Bangladeshi politician

AM Riasat Ali Biswas (died 2016) was a politician of the Bangladesh Jamaat-e-Islami and a member of parliament for Satkhira-3.

== Early life and education ==
Riasat Ali was born on 28 December 1937 in Kurikahunia village of Pratapnagar union in Asashuni Upazila of Satkhira district. His father's name is Mr. Ali Biswas and his mother's name is Rahila Khatun. Riasat Ali started his career as the founder principal (1958-1964) of Pratapnagar Fazil Madrasa. After serving as Principal of Ghugrakati Fazil Madrasa (1965-1968) and English Teacher of Pratapnagar High School (1968-1971) and Principal of Ghugrakati Fazil Madrasa (1973-1977) he again served as Principal of Pratapnagar Fazil Madrasa (1977-1993).
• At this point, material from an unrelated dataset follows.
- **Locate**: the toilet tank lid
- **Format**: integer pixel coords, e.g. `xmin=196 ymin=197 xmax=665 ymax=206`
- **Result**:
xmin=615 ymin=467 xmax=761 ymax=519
Riasat was a member of Pratapnagar Union Parishad in 1958 and 1963 and served as chairman of the union from 1977 to 1983. At that time, he won the national gold medal.

==Career==
Biswas was elected to parliament from Satkhira-3 as a candidate of Bangladesh Jamaat-e-Islami in 1991 and 2001.

== Death ==
AM Riasat Ali Biswas died on 10 March 2016.